Добавить отзывДобавить цитату

Спасибо, что ушла

Спасибо, что ушла

Андрей Щепин

И пусть разум направит вашу страсть в свое русло,

дабы не сгорела она бесследно,

но восстала, как феникс из пепла.

Халил Джибран, «Пророк»

© Андрей Щепин, 2016

© Дарья Витошкина, дизайн обложки, 2016


Корректор Анастасия Окладникова


ISBN 978-5-4483-4331-5

Создано в интеллектуальной издательской системе Ridero

Камень весомо оттягивал ладонь. Самый обыкновенный, серый, выщербленный кусок породы притягивал сейчас все мое внимание. Только одно движение, взмах руки – и все окончится. Но отпустить его в этот конкретный момент – все равно, что лишиться чего-то сакрально важного.


Похоже, я придаю слишком большое значение этому символическому жесту, ну и пусть. Это все неслучайно. Или надуманно? Надо собраться, парень! Давай, брось его – и все. Сколько раз ты приходил на этот берег, хватал первый попавшийся булыжник и зависал. Почему? Зачем? Ну же. Раз, два, замах… И…


Раньше этот метод срабатывал безотказно. Хорошая такая разрядка – приходишь на берег, выплескиваешь всю злость, обиды, огорчения, всю желчь и ненависть. Визуально, физически ощущаешь, как камень впитывает весь твой негатив, все темное в твоей жизни – и безжалостно запускаешь все это скопище эмоционального мусора подальше в воду. Всегда работало. Становилось легче, до следующего раза.


Но в этот раз – сбой. Рука упорно не поднимается потопить очередной камень. Для расставания с этой обидой, похоже, время еще не пришло. Значит, положить его на место и идти. Домой? Не домой. Черт знает куда. Ты в этот раз не сумел отпустить. Выбросить. Вот и живи с этим, тряпка.
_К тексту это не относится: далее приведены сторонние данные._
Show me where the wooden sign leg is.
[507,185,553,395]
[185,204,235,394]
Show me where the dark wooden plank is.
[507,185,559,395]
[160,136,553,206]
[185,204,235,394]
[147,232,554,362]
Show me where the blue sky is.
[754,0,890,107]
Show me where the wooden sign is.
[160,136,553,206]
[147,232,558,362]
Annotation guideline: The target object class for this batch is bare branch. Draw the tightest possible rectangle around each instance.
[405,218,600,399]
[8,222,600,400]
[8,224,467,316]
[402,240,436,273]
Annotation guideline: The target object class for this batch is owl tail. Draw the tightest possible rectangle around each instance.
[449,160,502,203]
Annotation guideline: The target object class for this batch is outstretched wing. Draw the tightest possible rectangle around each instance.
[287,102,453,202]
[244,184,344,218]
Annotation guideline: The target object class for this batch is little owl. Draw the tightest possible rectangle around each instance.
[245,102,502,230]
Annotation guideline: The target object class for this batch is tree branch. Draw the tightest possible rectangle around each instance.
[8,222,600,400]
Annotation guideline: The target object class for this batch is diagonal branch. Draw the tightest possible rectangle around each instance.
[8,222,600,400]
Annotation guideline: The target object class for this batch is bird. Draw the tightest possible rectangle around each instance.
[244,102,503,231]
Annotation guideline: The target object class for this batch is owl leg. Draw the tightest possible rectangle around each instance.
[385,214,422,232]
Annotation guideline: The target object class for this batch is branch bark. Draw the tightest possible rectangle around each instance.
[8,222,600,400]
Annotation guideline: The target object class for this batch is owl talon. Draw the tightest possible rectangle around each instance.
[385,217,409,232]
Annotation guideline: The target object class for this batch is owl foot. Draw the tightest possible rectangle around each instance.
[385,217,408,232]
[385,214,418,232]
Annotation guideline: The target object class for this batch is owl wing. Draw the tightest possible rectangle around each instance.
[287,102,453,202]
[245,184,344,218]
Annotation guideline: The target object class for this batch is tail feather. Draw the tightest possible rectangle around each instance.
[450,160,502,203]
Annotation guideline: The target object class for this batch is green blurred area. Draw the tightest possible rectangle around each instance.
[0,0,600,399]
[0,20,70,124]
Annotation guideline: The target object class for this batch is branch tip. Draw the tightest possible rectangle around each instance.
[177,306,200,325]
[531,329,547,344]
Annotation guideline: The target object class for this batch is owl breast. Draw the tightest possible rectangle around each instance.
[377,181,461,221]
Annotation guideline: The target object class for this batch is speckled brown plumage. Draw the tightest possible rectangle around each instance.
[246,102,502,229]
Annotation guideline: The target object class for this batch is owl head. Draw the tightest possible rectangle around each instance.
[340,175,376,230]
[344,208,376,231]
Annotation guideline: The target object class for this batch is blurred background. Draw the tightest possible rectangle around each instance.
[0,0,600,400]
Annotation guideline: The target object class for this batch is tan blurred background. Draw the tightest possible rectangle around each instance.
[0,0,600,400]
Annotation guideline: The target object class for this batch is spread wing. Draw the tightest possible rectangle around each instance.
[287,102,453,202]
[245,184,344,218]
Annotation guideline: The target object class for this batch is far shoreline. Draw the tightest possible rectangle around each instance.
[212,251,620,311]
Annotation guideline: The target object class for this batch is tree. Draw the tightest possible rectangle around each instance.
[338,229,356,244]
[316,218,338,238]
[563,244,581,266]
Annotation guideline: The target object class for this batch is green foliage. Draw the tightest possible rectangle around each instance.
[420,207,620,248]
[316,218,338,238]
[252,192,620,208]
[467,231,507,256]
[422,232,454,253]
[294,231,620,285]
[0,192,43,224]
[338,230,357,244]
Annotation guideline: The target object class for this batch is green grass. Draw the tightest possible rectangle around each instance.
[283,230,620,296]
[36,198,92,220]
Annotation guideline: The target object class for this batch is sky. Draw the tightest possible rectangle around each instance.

Окей, гугл, где здесь ближайший бар?

*****

Сейчас, спустя почти два года после тех катастрофически-переломных событий, я могу очень четко представить себя тогдашнего со стороны – взъерошенного и нерешительного, загнанного и усталого, в серой мятой одежде и слегка нетрезвого парня 29 лет, да еще и с дурацким камнем в руке. Парня самой среднестатистической внешности, с тошнотворно усредненной жизнью и проблемами. Допускаю даже, что тот, прежний, «я» был жутко похож на маньяка. И в иных обстоятельствах на этом же самом берегу делал бы замах камнем над головой двадцать первой бессознательной жертвы…


К счастью, мне не дано было стать маньяком – не те личностные качества, знаете ли. Да жертвой я мог бы назвать только себя – так что и бить стоило только себя самого. Тем более, было за что: за запущенное и безрадостное существование, за преданные мечты и самоненависть, разъедающую душу и мозги. Все, что меня связывает версией из недавнего прошлого, по большому счету – это общие прожитые годы и память.


Спустя десятилетия, когда маленький, но смышленый не по годам внук подбежит к креслу и вытянет меня из полуденной дремоты вопросом типа: «Деда, а расскажи, чего интересного случалось в твоей молодости?», я сразу бы вспомню одну очень сумасшедшую историю, которой точно никогда бы в жизни не стал грузить его юный мозг. Наверняка просто не поверит и сочтет старческими бреднями. А вот почему – судите сами. Итак, год назад…

Глава 1

Недоброе утро

Этот день не предвещал ничего. То есть совсем ничего. Впрочем, как и вся прошедшая неделя. Сколько прошло времени с того кошмарного разговора с бывшей? Уже несколько месяцев. Шесть, семь… Да как тут упомнишь. С ее уходом время неимоверно растянулось в тягучую восьмерку бесконечности, растворенную в тумане и сигаретном дыме. С битой посудой, пыльным бардаком в комнате и напрочь расколотым сознанием.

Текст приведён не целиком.